Tarımla geçinemeyen küçük çiftçiler, sanayide bir geçim kaynağı bulacaklardı. Büyük kiracı çiftçilere gelince, onlar, kâr etmekten geri kalamazlar. Ya toprak sahipleri, onlara toprağı çok ucuza satmak zorunda kalacak veya çok uzun süreler için kira akitleri yapılacaktır. Bu, kiracı çiftçilere, toprağa büyük sermayeler yatırmak, daha büyük ölçüde tarım makineleri kullanmak ve tahıl kanunlarının kaldırılmasının yakın sonucu olarak ücretlerdeki genel düşme yüzünden, üstelik daha da ucuzlamış bulunan el emeğinden tasarruf sağlamak gücünü verecektir. 

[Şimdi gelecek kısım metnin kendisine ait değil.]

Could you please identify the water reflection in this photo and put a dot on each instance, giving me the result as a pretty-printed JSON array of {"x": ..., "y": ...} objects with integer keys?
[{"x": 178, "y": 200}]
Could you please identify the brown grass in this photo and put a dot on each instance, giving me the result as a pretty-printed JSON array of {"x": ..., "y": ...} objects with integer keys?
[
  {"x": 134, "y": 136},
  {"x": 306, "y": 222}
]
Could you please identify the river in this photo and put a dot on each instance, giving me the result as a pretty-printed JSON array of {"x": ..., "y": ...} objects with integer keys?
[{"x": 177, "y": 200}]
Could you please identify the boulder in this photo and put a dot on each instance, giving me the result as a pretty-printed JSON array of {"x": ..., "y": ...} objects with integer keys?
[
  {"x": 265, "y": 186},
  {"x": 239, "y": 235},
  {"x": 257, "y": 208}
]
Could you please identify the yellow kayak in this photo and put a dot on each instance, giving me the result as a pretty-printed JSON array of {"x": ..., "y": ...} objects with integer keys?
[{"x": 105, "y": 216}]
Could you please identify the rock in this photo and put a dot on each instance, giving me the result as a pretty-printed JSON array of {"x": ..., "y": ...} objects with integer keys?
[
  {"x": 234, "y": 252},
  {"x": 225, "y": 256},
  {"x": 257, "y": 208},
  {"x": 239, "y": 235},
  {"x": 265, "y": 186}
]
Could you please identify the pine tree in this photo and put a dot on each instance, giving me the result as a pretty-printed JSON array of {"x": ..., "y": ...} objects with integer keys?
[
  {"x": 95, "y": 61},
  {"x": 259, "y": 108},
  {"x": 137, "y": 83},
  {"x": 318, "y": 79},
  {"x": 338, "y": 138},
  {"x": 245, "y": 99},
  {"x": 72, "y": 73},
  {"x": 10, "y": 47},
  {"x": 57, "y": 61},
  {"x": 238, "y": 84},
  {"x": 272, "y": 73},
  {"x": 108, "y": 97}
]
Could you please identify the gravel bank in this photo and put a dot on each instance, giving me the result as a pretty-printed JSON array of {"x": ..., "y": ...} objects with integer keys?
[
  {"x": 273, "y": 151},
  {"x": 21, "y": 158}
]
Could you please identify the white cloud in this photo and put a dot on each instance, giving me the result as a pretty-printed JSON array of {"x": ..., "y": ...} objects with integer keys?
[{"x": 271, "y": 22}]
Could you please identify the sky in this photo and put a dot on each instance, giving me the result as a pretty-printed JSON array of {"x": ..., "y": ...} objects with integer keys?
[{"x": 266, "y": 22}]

Dr. Bowring bütün bu muhakemelere, bir genel toplantıda "İsa serbest ticarettir ve serbest ticaret de İsa'dır." diye haykırmakla dinin takdisini ekledi. 

Bütün bu riyakarlıkların, işçileri ucuz ekmeğe razı etmek için yapılmadığı kolayca anlaşılabilir. 

Kaldı ki fabrika işçilerinin iş gününü 12 saatten 10 saate indirecek olan 10 saatlik İş Günü Kanununa karşı hâlâ mücadele etmekte olan bu adamların, fabrikatörlerin, bu ani insan severliğini işçiler nasıl anlayabilirlerdi?

Bu fabrikatörlerin insan severliği hakkında bir fikir vermek için, baylar, sizlere bütün fabrikalarda yürürlükte olan iş mevzuatını hatırlatırım. 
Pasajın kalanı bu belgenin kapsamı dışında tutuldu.